Calvin Olsen is an American poet and translator based in Edinburgh, Scotland. He holds an MFA in Creative Writing from Boston University, where he studied under Robert Pinsky, David Ferry, and Nobel laureate Louise Glück; and an MA in English & Comparative Literature from The University of North Carolina at Chapel Hill. He is currently a doctoral candidate in Communication, Rhetoric, & Digital Media at NC State University. Calvin’s poetry and translations have appeared in The Adroit Journal, AGNI, Asymptote, Salamander, and World Literature Today, among others. His translation of João Luís Barreto Guimarães’s ninth collection, Mediterranean, won the 2020 Willow Run Poetry Book Award and is forthcoming from Hidden River Press. His work has been supported by the Robert Pinsky Global Fellowship and The American Literary Translators Association.

Jennifer Kircher Herman is a writer and photographer. In her photography, she is drawn to statues, as they capture in stone the emotions of the human hands that carved them.

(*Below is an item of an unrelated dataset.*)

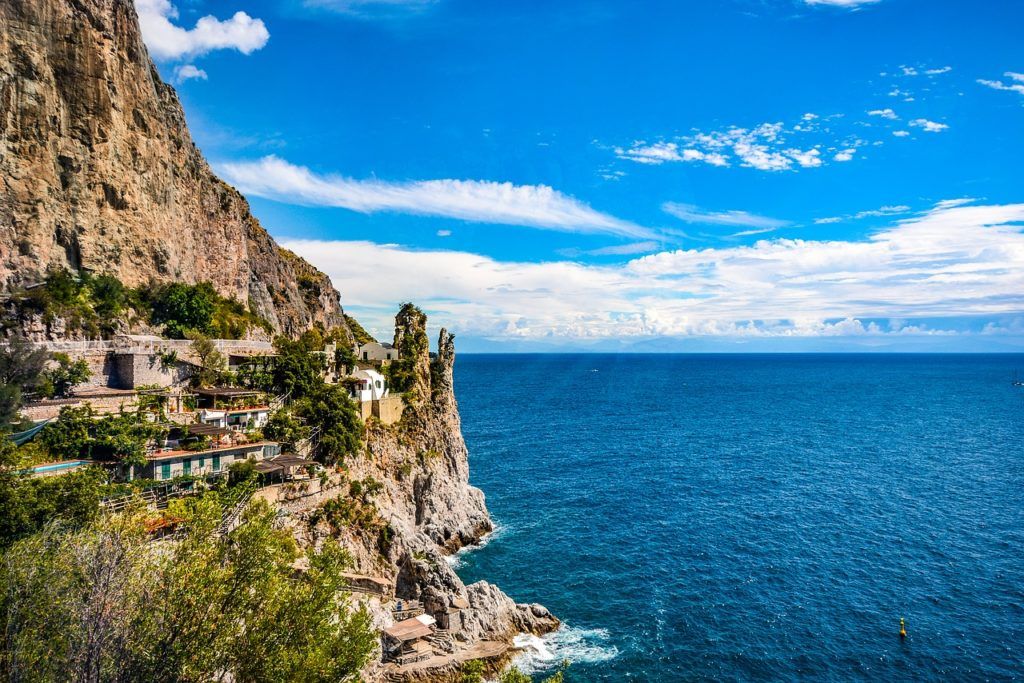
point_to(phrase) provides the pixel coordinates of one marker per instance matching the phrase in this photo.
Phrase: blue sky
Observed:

She is widely published in literary journals, including North American Review, Prairie Schooner, Hobart, Alaska Quarterly, Columbia: A Journal of Literature and Art, The Rumpus, American Literary Review, and The Nebraska Review, where her work also won the Fiction Prize.  She holds an MFA from Emerson College, and has been selected to participate in numerous writing workshops including Bread Loaf, One Story, and Kasteel Well, where she won the fiction fellowship.  She is currently working on a novel and a collection of essays on yearning, art, and the human condition.